STAT4038留学生辅导、讲解data
- 首页 >> CSSTAT2008/STAT4038/STAT6014/STAT6038 Assignment 2 Page 1 of 2
Regression Modelling - Assignment 2
Total of 100 Marks
Due on 11/10/2019 23:59
Question 1 [40 marks]
We consider the Study on the Efficacy of Nosocomial Infection Control (SENIC Project) where data
was collected to determine whether infection surveillance and control programs have reduced the
rates of nosocomial (hospital acquired) infection in United States hospitals. This data set consists of
a random sample of 113 hospitals selected from the original 338 hospitals surveyed.
Each line of the data set has an identification number and provides information on 11 other variables
for a single hospital. The data presented here are for the 1975-76 study period. The 12 variables are:
Identification number [Id]; Average length of stay of all patients (in days) [Length]; Average age of
patients (in years) [Age]; Average estimated probability of acquiring infection in hospital (in percent)
[Risk]; Ratio of number of cultures performed to number of patients without signs or symptoms of
hospital-acquired infections, times 100 [Culture]; Ratio of number of X-rays performed to number
of patients without signs or symptoms of pneumonia, times 100 [Xray]; Average number of beds
in hospital during study period [Beds]; Medical school affiliation (1=Yes, 2=No) [Affiliation];
Geographic region, where: 1=NE, 2=NC, 3=S, 4=W [Region]; Average number of patients in
hospital per day during study period [Patients]; Average number of full-time equivalent registered
and licensed practical nurses during study period (number of full time plus one half the number of
part time) [Nurses]; Percent of 35 potential facilities and services that are provided by the hospital
[Facilities].
(a)[6] Fit a multiple linear regression (MLR) model with Risk as the response variable and all other
covariates (excluding Id) as predictors.
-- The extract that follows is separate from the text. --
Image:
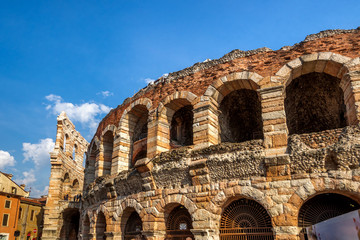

Is the regression model significant?
(b)[8] What are the estimated coefficients of the (MLR) model in part (a) and the standard errors
associated with these coefficients? Interpret the values of these estimated coefficients with
regards to model specification.
(c)[6] There is a t-test associated with each of these coefficients. Briefly explain, what these tests
can or cannot be used for? In your answer, be sure to mention the appropriate hypotheses that
can be assessed using these t-tests.
(d)[6] Construct an appropriate test of the hypothesis that Age and Beds are not significant contributors
to the model. That is, test βAge = βBeds = 0.
(e)[8] Imagine you are doing this work as a data scientist at a hospital and a (statistical uneducated)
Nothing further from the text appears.